José Maria Couto Moreira

Lana caprina

acessibilidade:

Os senhores ministros do Supremo Tribunal Federal, a nossa Corte máxima, reunidos naquela ilha da fantasia chamada Brasília, muito embora seu imortal fundador quisera lhe infundir uma áurea de agilidade febril em consonância com seu governo, de ímpeto desenvolvimentista, tem, ultimamente, ocupado manchetes de toda a mídia com decisões tardias, extemporâneas ou mesmo injustas (justiça vagarosa é a própria injustiça).

Pois em sessão recente, o chefe daquela torre de marfim colocou em mesa – o que gerou debates aprofundados, até exaltados – a questão de se saber a quem caberia o direito de, encerrada a instrução, se manifestar antes ou após o outro, agora em razões finais. Uma ala entendia que era o autor, ou o acusador (pelo delator), e outro grupo o réu, ou o acusado (também delatado). Depois de terçarem armas em plenário (intimamente o juiz tem razões que não expõe), naquela olímpica assembleia prevaleceu o entendimento de que deve o acusado ser o último a expender suas teses e demonstrações favoráveis à parte que representa. É importante ressaltar que o epicentro da controvérsia são os casos julgados decorrentes da operação lava jato, onde muitas cabeças de notáveis rolaram no calabouço da história, todos eles detentores de amizades (muito antigas) com os membros daquela organização judiciária maior.

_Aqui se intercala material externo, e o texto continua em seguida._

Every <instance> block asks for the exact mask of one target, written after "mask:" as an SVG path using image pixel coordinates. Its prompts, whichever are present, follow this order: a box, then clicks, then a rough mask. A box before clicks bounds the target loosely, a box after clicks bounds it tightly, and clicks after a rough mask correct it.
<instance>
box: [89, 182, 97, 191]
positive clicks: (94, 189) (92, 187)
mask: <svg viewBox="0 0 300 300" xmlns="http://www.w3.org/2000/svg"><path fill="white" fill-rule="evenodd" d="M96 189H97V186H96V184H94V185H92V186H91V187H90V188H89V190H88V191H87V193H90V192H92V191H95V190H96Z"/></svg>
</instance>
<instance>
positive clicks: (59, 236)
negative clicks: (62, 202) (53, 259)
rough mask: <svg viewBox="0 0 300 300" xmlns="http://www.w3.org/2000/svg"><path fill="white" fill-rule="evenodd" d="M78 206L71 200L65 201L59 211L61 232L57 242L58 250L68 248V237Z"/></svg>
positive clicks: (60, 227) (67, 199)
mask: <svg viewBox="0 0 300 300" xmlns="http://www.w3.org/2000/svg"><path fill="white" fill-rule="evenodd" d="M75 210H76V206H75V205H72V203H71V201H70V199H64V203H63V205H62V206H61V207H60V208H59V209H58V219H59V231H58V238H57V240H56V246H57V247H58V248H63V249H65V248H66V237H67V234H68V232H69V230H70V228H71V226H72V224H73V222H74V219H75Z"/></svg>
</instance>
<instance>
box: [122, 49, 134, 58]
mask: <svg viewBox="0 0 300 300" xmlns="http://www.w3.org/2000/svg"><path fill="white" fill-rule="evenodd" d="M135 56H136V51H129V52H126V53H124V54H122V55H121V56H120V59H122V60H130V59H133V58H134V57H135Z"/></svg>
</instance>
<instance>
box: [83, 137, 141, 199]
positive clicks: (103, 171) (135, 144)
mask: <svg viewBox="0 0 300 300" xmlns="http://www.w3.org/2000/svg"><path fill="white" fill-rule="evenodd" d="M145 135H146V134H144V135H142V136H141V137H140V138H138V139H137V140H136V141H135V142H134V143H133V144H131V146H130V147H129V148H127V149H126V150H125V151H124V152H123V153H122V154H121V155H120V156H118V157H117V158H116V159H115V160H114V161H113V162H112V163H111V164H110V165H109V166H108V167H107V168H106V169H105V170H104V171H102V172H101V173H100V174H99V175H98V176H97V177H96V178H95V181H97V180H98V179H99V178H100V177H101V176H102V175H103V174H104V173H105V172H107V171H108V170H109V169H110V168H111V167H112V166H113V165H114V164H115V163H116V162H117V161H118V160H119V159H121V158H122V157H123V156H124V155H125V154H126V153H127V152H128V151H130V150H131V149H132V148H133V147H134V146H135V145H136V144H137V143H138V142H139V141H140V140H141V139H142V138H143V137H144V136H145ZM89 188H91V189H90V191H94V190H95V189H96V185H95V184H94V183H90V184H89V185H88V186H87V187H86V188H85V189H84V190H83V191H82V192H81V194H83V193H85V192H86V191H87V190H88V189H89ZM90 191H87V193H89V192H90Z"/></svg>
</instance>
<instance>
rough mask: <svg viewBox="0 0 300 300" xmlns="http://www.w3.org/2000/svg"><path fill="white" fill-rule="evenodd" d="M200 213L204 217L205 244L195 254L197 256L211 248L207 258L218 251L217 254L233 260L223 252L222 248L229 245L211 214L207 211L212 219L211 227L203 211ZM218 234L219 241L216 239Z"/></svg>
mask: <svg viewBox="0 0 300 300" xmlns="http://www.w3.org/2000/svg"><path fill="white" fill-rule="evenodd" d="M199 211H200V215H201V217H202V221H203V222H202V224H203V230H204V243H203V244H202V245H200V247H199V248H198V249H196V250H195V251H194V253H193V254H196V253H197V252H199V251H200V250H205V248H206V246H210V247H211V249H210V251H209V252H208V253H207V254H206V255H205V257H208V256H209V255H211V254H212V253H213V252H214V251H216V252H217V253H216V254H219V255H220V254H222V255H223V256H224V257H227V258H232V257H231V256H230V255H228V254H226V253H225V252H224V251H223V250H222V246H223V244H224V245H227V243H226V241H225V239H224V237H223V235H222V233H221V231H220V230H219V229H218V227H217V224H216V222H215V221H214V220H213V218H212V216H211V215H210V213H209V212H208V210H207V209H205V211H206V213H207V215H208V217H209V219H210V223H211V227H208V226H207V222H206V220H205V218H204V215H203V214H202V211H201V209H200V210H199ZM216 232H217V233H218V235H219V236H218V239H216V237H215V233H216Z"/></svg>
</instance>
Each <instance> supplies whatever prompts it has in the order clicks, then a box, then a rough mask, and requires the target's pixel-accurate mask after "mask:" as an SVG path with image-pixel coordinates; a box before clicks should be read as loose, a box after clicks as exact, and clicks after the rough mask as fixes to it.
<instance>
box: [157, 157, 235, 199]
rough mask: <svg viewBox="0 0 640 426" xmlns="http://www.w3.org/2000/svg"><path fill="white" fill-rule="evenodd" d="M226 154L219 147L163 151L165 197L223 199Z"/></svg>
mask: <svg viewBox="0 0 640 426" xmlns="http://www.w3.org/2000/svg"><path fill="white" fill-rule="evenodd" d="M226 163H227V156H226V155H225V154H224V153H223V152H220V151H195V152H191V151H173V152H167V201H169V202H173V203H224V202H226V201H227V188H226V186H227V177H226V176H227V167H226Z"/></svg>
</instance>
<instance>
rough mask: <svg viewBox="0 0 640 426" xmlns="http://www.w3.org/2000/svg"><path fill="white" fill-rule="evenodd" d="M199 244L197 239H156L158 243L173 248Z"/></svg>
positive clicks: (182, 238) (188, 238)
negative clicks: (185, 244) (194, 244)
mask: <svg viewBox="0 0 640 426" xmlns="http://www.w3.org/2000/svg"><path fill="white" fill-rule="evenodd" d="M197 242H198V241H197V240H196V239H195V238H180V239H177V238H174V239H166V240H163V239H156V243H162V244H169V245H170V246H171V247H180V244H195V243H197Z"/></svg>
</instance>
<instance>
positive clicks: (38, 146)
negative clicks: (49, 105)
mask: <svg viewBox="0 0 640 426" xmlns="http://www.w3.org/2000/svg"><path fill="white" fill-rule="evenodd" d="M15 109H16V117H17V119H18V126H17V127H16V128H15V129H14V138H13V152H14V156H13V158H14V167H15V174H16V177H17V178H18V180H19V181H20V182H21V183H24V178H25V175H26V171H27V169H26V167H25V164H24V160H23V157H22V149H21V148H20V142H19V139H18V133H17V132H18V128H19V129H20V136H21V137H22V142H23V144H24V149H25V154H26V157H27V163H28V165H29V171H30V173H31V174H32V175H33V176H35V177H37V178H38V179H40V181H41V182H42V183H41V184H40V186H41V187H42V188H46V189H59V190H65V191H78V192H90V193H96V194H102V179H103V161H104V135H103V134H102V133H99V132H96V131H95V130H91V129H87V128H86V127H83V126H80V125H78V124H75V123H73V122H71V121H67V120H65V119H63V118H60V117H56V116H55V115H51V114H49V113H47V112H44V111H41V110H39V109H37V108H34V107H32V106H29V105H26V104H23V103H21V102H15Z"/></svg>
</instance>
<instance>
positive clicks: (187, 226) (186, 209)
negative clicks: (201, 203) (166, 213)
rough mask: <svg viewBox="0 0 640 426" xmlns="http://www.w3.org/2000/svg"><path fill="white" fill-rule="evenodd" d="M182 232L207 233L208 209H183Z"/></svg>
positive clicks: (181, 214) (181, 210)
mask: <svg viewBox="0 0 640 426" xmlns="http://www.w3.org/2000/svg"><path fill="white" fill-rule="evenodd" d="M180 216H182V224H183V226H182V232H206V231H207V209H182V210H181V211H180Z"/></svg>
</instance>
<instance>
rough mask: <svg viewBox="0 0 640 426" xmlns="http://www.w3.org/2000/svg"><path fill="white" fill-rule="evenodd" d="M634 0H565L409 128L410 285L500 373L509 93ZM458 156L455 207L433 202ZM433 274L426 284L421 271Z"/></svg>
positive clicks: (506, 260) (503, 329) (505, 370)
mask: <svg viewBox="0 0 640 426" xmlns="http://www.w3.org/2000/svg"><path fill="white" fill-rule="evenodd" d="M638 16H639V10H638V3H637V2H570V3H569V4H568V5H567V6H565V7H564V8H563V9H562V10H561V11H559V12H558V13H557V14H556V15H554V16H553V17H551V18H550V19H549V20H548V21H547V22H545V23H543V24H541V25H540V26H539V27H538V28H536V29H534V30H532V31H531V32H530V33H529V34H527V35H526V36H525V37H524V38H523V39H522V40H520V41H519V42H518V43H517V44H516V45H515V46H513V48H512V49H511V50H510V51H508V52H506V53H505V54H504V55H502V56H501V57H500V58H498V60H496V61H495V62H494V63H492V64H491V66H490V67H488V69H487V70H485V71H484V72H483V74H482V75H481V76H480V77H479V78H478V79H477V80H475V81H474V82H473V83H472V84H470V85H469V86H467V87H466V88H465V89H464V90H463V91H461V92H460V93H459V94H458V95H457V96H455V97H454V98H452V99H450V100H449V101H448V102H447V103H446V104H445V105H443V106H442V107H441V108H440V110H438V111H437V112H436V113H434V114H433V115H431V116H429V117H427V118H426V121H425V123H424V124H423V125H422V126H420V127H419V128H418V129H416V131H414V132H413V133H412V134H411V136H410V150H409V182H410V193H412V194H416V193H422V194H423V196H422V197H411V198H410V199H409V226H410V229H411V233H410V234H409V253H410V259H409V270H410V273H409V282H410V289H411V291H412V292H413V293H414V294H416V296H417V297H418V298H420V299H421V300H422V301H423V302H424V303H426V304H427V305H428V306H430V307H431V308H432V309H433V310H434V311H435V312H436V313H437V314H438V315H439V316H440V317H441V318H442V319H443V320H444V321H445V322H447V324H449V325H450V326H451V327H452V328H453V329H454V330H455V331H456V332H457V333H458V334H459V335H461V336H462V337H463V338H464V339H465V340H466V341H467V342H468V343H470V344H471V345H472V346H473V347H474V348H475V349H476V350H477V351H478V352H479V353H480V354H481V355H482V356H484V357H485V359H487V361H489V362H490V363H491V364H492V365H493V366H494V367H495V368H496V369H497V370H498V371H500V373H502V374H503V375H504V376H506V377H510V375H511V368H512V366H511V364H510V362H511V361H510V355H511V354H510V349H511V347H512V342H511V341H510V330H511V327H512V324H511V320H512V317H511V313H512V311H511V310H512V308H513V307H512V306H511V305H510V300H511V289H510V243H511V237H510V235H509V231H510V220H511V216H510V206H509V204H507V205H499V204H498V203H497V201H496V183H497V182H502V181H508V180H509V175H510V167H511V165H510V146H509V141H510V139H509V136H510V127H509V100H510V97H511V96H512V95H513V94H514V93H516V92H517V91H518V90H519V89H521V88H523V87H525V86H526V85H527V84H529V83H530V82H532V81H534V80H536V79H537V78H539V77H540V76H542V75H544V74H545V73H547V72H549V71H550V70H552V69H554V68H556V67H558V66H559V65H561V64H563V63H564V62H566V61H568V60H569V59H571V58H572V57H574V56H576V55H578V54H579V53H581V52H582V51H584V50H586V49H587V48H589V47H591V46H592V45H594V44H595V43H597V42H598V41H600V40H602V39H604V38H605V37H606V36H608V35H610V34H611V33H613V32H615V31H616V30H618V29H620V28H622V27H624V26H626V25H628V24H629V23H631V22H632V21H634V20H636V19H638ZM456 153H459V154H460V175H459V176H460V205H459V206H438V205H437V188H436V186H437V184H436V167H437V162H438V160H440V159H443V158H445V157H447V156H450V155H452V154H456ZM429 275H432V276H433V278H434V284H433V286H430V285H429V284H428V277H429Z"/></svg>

Ora, leitores, convenhamos, há processos amontoados no STF que acumulam anos de hospedagem nas suas prateleiras, cada um aguardando a palavra final e decisiva sobre um mitigado direito à aposentadoria, à uma ínfima pensão, a uma indenização, a um direito já impostergável proclamado por um brasileiro octogenário !

Então, em face do inafastável princípio da efetividade judicial, um compromisso do Estado para com a sociedade, que relevância teria a questão ruidosamente discutida naquele sodalício ? Que fato novo seria alvo de comentários ? Que inconformidade a esta altura se poderia observar, que discordância poderia o delatado discrepar em suas razões ? Que seria mais este memorial senão um peso a mais nos já volumosos autos ? O juiz, que presidiu o feito, estaria menos atento ao curso do feito e à apreciação das provas ? Essa discussão é, também, um menoscabo ao magistrado, um sopro em sua consciência que não percebeu o que mostra o arrazoado, um amontoado de palavras a exibir que o que está no mundo não se encontra naqueles autos (autêntica capitis diminutio).

E, ainda assim, não se poderia conceder o prazo a um e a seguir a outro, definido um dia para entrega dos autos e de seus respectivos memoriais ?

Este episódio é mais uma teatralização caprichosa de lana caprina, em cuja peça os feiticeiros da verdade não atinaram que a cascata de nulidades e salvações de última hora para patrícios pouco recomendados e já enjaulados.

José Maria Couto Moreira é advogado.